Estaba agotada ya que llevaba meses sin poder dormir por las noches. Solía pasar el día estudiando alemán en casa y practicando cada día a bajar un peldaño más de las escaleras del piso donde vivía, para lograr alcanzar la acera y poder, algún día, regresar a mi país.
El aeropuerto de Düsseldorf no era muy grande, pero a mí toda aquella gente que me rodeaba me parecía una multitud demasiado bulliciosa. Procuraba mirar hacia el suelo simulando un estado de calma que no tenía, mientras hacía cola para entrar en aquel aparato que nos llevaría de vuelta a casa.
Mientras tanto, el único pensamiento que ocupaba la mente de mi madre era sacarme del país cuanto antes. Con este firme propósito, me sujetaba con fuerza por un brazo e intentaba distraerme con alguna charla frívola que yo me esforzaba por escuchar.
Entregamos los billetes en el mostrador de la puerta de embarque y entramos en el finger.
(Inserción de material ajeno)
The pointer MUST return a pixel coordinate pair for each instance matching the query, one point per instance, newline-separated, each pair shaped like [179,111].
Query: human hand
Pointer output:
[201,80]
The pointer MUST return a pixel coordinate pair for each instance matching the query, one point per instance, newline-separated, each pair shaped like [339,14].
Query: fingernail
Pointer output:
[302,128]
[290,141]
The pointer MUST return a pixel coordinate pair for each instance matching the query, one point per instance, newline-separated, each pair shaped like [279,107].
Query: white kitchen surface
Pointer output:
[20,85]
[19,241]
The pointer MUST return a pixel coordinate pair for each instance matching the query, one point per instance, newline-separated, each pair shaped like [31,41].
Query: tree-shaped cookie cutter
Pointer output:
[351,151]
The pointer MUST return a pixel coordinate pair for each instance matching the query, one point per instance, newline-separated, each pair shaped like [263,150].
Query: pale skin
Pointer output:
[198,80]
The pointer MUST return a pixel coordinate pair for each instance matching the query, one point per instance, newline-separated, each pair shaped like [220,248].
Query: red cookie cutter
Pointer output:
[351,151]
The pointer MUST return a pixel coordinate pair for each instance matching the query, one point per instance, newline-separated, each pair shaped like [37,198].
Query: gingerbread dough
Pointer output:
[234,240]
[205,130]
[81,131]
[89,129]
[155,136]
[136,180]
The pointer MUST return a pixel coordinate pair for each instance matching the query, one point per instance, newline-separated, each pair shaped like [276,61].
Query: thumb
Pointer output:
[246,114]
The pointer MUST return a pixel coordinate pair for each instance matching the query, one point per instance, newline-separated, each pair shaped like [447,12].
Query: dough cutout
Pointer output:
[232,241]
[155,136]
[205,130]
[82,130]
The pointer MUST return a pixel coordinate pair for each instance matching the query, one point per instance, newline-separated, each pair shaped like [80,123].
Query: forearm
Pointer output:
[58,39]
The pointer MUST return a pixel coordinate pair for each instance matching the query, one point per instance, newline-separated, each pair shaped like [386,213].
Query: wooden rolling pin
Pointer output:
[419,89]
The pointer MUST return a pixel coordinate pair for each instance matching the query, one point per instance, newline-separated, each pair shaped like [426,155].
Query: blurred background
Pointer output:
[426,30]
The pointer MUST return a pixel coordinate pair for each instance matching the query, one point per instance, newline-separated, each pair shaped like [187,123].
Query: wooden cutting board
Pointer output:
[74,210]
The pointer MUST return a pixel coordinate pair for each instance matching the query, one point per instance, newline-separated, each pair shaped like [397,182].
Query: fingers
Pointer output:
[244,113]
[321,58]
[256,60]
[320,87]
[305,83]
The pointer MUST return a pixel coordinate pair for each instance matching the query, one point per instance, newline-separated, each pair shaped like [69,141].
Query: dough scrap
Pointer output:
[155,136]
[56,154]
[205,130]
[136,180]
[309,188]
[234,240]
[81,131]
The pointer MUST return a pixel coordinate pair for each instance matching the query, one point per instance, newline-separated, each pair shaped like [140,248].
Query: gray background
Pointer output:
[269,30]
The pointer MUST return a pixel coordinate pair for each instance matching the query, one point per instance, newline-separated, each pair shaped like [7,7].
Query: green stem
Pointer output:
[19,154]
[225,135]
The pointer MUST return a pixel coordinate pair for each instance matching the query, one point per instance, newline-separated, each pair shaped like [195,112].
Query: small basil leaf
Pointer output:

Pude sentir cómo la presión sobre mi brazo había cedido. El hecho de haber superado ese mostrador se le antojaba la última de las barreras para llevarme de vuelta.
Mis pensamientos estaban algo más llenos de dudas. Era consciente de que una vez que lograse meterme en el avión, no habría salida y el encerrarme en él, o en cualquier otro sitio, me producía pánico. No por temor a volar, sino porque me mareaba aun teniendo ambos pies sobre tierra firme. No me fiaba de mis sensaciones. Era como cuando tienes fiebre alta y sabes que tus sensaciones están deformadas, pero a ti te da igual, porque lo que te importa es lo que estás sintiendo.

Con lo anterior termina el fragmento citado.